How Fedora Hummingbird Works
Fedora Hummingbird applies the same image-based, rolling-release model from Project Hummingbird to the entire operating system. The foundation already ships today from the Hummingbird containers repository; you can pull and boot it right now. It uses an image-based workflow similar to containers but also runs in virtual machines and on bare metal.
If you've been following Project Bluefin's operating system work, you know the model. Fedora Hummingbird extends that approach further down to the host OS level. Essentially, every part of the system—from the kernel to userland applications—is delivered as a minimal, hardened image with continuous updates.
The Core Principles
- Rolling Release: Latest software as soon as it's available upstream, ensuring timeliness and security.
- Distroless Host OS: No package manager, no shell—only essential components. This reduces attack surface and simplifies updates.
- Image-Based Updates: Similar to container images, updates happen atomically via new image versions, not in-place package upgrades.
- Continuous CVE Mitigation: Automated pipeline detects, patches, and rebuilds images for every reported vulnerability.
- Reproducible Builds: Pinned package lists and isolated builds ensure consistency across deployments.
Under the Hood: Build Pipeline and Security
The infrastructure powering Fedora Hummingbird is a Konflux-based pipeline. It performs fully isolated, reproducible builds from pinned package lists, uses efficient incremental updates via a custom tool called chunkah (which ensures only changed parts of an image are re-downloaded), and continuously scans for vulnerabilities using Syft and Grype. When a vulnerability is patched upstream, the pipeline automatically finds it, rebuilds, tests, and ships a new image.

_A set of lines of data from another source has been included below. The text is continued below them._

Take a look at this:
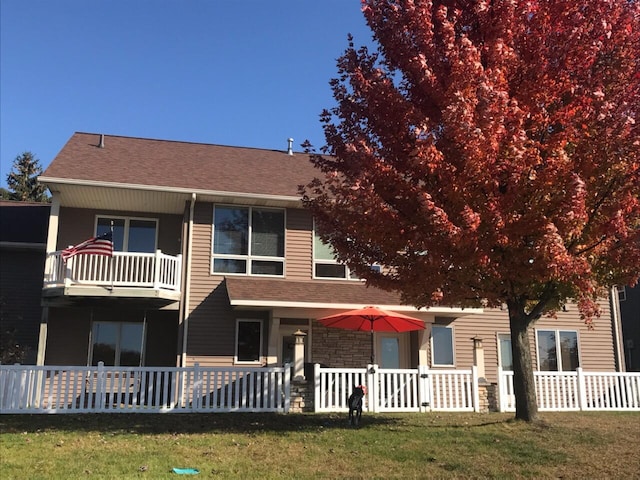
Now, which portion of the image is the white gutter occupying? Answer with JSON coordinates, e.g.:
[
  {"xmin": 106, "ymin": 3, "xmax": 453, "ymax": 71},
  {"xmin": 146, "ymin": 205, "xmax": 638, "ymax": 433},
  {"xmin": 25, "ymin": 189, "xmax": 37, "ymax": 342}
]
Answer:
[
  {"xmin": 230, "ymin": 299, "xmax": 484, "ymax": 315},
  {"xmin": 609, "ymin": 287, "xmax": 627, "ymax": 372},
  {"xmin": 180, "ymin": 193, "xmax": 196, "ymax": 367},
  {"xmin": 38, "ymin": 176, "xmax": 301, "ymax": 202}
]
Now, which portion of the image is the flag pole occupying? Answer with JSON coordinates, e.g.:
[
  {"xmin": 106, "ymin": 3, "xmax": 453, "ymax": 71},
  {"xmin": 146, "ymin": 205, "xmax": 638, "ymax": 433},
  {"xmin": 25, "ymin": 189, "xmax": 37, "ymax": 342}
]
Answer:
[{"xmin": 109, "ymin": 220, "xmax": 113, "ymax": 292}]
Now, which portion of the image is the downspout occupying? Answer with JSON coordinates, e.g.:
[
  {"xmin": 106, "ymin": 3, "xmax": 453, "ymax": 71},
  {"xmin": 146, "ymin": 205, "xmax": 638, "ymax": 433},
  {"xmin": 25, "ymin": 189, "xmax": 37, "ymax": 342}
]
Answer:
[
  {"xmin": 36, "ymin": 191, "xmax": 60, "ymax": 365},
  {"xmin": 180, "ymin": 193, "xmax": 196, "ymax": 367},
  {"xmin": 609, "ymin": 287, "xmax": 627, "ymax": 372}
]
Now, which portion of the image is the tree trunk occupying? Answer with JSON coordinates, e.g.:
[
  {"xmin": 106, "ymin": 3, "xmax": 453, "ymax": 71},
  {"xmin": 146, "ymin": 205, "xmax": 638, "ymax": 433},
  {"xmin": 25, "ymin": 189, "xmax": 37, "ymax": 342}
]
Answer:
[{"xmin": 508, "ymin": 302, "xmax": 538, "ymax": 422}]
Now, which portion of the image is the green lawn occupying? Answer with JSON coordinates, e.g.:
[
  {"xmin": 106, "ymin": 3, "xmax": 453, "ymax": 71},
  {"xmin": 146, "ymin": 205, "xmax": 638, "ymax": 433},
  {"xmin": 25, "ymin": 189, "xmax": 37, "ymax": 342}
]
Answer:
[{"xmin": 0, "ymin": 413, "xmax": 640, "ymax": 480}]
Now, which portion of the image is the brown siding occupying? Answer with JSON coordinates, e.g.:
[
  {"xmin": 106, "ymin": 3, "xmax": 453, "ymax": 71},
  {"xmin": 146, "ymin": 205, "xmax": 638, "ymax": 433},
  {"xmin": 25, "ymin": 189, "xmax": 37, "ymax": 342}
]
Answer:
[
  {"xmin": 0, "ymin": 247, "xmax": 45, "ymax": 363},
  {"xmin": 45, "ymin": 308, "xmax": 91, "ymax": 365},
  {"xmin": 57, "ymin": 207, "xmax": 182, "ymax": 255},
  {"xmin": 186, "ymin": 203, "xmax": 235, "ymax": 366},
  {"xmin": 444, "ymin": 300, "xmax": 615, "ymax": 382},
  {"xmin": 285, "ymin": 209, "xmax": 313, "ymax": 280},
  {"xmin": 186, "ymin": 203, "xmax": 311, "ymax": 366}
]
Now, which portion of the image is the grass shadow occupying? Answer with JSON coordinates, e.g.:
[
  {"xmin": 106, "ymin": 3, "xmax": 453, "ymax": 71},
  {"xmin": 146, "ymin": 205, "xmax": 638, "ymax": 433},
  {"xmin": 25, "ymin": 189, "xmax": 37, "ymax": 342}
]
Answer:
[{"xmin": 0, "ymin": 413, "xmax": 400, "ymax": 434}]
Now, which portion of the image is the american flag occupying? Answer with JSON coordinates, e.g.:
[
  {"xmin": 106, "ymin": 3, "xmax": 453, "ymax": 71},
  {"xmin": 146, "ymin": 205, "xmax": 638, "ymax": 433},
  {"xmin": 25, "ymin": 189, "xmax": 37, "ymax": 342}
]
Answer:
[{"xmin": 62, "ymin": 232, "xmax": 113, "ymax": 262}]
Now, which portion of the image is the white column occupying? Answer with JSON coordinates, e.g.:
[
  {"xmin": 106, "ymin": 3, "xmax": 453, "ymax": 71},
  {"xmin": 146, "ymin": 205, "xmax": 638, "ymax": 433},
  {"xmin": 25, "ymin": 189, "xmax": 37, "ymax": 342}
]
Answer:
[
  {"xmin": 472, "ymin": 337, "xmax": 486, "ymax": 380},
  {"xmin": 293, "ymin": 330, "xmax": 307, "ymax": 380},
  {"xmin": 418, "ymin": 325, "xmax": 431, "ymax": 365},
  {"xmin": 267, "ymin": 317, "xmax": 280, "ymax": 366}
]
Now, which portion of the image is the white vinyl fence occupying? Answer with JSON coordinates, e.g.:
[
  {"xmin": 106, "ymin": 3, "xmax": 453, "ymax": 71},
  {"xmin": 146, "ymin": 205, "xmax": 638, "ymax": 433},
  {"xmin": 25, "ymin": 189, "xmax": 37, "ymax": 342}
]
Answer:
[
  {"xmin": 0, "ymin": 363, "xmax": 291, "ymax": 413},
  {"xmin": 314, "ymin": 364, "xmax": 480, "ymax": 412},
  {"xmin": 498, "ymin": 368, "xmax": 640, "ymax": 412}
]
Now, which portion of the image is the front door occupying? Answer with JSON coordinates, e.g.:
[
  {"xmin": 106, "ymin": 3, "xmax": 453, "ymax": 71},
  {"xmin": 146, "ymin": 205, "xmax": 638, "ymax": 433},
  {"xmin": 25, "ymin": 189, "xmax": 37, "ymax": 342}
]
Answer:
[{"xmin": 376, "ymin": 333, "xmax": 409, "ymax": 368}]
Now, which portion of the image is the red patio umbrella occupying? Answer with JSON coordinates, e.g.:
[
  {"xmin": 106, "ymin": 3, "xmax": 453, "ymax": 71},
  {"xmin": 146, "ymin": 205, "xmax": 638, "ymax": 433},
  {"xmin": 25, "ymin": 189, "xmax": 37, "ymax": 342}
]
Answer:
[{"xmin": 318, "ymin": 307, "xmax": 424, "ymax": 363}]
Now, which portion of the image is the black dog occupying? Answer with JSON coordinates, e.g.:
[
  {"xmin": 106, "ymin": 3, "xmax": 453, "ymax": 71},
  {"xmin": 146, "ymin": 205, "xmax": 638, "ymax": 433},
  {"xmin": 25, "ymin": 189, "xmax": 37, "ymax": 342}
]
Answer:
[{"xmin": 349, "ymin": 385, "xmax": 367, "ymax": 427}]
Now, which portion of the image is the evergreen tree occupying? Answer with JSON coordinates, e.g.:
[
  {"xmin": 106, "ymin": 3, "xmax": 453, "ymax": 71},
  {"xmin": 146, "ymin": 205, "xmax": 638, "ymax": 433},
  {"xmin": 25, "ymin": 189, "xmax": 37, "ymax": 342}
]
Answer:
[{"xmin": 7, "ymin": 152, "xmax": 49, "ymax": 203}]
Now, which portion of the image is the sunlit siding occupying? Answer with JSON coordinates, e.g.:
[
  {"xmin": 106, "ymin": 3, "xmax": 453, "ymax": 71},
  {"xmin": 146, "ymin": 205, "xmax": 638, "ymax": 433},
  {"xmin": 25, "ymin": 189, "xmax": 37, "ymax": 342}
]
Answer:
[
  {"xmin": 450, "ymin": 299, "xmax": 615, "ymax": 382},
  {"xmin": 57, "ymin": 207, "xmax": 182, "ymax": 255},
  {"xmin": 285, "ymin": 209, "xmax": 313, "ymax": 280},
  {"xmin": 444, "ymin": 310, "xmax": 509, "ymax": 378},
  {"xmin": 532, "ymin": 299, "xmax": 616, "ymax": 372},
  {"xmin": 186, "ymin": 203, "xmax": 235, "ymax": 366}
]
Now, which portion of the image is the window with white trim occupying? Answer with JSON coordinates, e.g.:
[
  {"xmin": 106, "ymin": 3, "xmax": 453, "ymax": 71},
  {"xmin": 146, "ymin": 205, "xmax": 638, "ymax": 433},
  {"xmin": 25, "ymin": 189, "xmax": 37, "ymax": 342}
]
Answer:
[
  {"xmin": 536, "ymin": 330, "xmax": 580, "ymax": 372},
  {"xmin": 313, "ymin": 232, "xmax": 380, "ymax": 280},
  {"xmin": 431, "ymin": 325, "xmax": 454, "ymax": 367},
  {"xmin": 96, "ymin": 216, "xmax": 158, "ymax": 253},
  {"xmin": 234, "ymin": 320, "xmax": 262, "ymax": 363},
  {"xmin": 498, "ymin": 333, "xmax": 513, "ymax": 371},
  {"xmin": 89, "ymin": 322, "xmax": 145, "ymax": 367},
  {"xmin": 212, "ymin": 205, "xmax": 285, "ymax": 277}
]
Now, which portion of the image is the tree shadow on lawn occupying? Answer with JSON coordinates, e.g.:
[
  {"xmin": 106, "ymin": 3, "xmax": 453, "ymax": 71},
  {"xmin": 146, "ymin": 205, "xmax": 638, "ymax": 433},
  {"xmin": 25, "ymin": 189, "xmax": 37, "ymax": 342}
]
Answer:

Approximately 95% of the packages in every Hummingbird image come directly from Fedora Rawhide, unmodified. The remaining packages are pulled from upstream when Rawhide doesn't carry them or isn't new enough, and the team contributes these changes back to Fedora. This approach resembles Fedora CoreOS but serves a different use case: CoreOS is a minimal host for orchestrated workloads, whereas Hummingbird focuses on providing a developer-friendly, rolling, distroless environment for both containerized and bare-metal applications.
Availability and Roadmap
Fedora Hummingbird is now available in its initial form. You can download and boot it immediately from the Hummingbird containers repository. The team plans to expand the catalog of supported runtimes and add more tooling for developers. Long-term goals include deeper integration with the Fedora ecosystem and further reducing CVEs across all images.